Estimates of t m were comparatively low (0.10 to 0.08) for 6WT and 12WT. Our estimates were similar to reports of Mandal et al. (2006b); little higher estimates were reported earlier by Abegaz et al. (2002), Safari et al (2005), and Kushwaha et al. (2009). Total heritability estimates were 0.28 and 0.15 from model-4 for 6WT and 12WT, respectively. Estimates were linked with the σ am in models which included covariance giving lesser estimates. Our estimates were within the range of earlier estimates by Abegaz et al. (2002), Ozcan et al. (2005), and Safari et al. (2005). Result suggests scope of further genetic improvement in post-weaning traits.

Average daily gain

(Co)variance estimates for average daily gains are presented in Table 4. Based on logarithm of the likelihood function, model-4 was best for ADG1 and ADG2, whereas for ADG-3, model-1 was the best.
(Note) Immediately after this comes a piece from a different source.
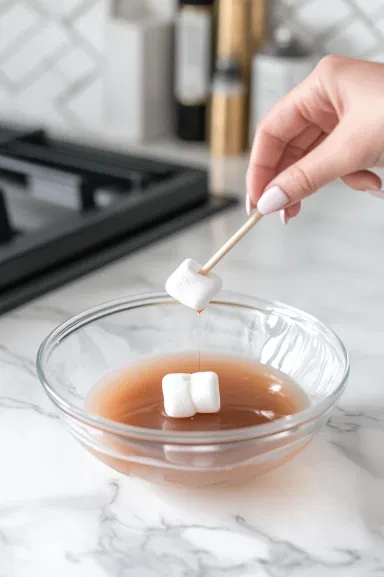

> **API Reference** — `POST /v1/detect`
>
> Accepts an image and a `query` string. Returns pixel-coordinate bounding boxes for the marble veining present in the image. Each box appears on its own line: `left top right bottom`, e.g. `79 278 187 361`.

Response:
0 155 384 577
Additive genetic heritability for pre-weaning gain (ADG1) from most suitable model was 0.21 ± 0.03. For ADG1, maternal effects had lesser role to play (h 2 = 0.21 ± 0.03, m 2 = 0.002 ± 0.00, c 2 = 0.01 ± 0.001; estimates from model-5) for determining growth rate. Our estimates for h 2 were similar to estimates by Mohammadi and Edriss (2007) for Mehraban sheep but they obtained little higher maternal effects for pre-weaning growth rate. Genetic correlation of direct and maternal animal effects (r am) was also high and negative (−0.92). This may also be due to the reasons discussed for pre-weaning weights. Total heritability estimates and t m were robust for change of model, except models with σ am. Model-4 gave estimates of t m = 0.06 and h 2T  = 0.21.
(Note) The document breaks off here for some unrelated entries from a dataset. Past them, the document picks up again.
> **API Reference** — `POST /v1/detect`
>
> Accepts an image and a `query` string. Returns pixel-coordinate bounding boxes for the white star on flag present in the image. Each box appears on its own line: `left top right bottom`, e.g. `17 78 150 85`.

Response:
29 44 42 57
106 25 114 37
For post-weaning gain (ADG2 and ADG3), direct additive heritability (h 2) from the best model (model-4 for ADG2 and model-1 for ADG3) were 0.16 and 0.03, respectively, indicating reasonable scope of improvement in the trait through selection for ADG2, but not for ADG3. It is notable that for determining daily gain after 6-month age, genetic factors have lesser role to play, and growth rate is determined more by environmental factors. Similar result for h 2 estimate of ADG2 were reported by Safari et al. (2005) for weighted mean of different studies (0.15 ± 0.01 to 0.17 ± 0.01) for daily gain. For post-daily gain, Kariuki et al. (2010) reported h 2 estimate of 0.30 for ADG of 6 to 12 months. In our study, maternal variance was found to be fading as the animal grows older. Most inclusive model, without σ am, reflects negligible evidence of maternal effect on these traits. Safari et al. (2005) reported lower estimate for maternal effects for daily gain (m 2 = 0.05 ± 0.01, c 2 = 0.05 ± 0.01) based on weighted mean of various studies. Similar to post-weaning weights, the r am was found to be very high. In contrast to our study, Safari et al. (2005) reported very low estimate of r am for daily gain (−0.02 ± 0.08), based on weighted mean of 18 studies. For improvement in daily gain up to 6 months only direct animal effects are important, whereas after 6 months even direct effect plays non-significant role giving leeway to environmental factors. This indicates that for harvesting more daily gain it is necessary to moderate the stress factors and insulate animals from majority of variance inducing factors.

Conclusion

Additive genetic variability for all the growth traits was moderate indicating further scope for genetic improvement through selection. Maternal heritability was evident only at early ages and it converged to zero at adult age. Small magnitude of permanent environment effects due to dam for all traits except (ADG2 and ADG3) was observed. Its evidence at later ages might be due to carryover effect of maternal care during weaning. Maternal effects need not be considered for genetic evaluation of daily gain and post-weaning weights. Strong negative direct and maternal genetic correlation indicates the need to take this effect in to consideration while planning a breeding strategy.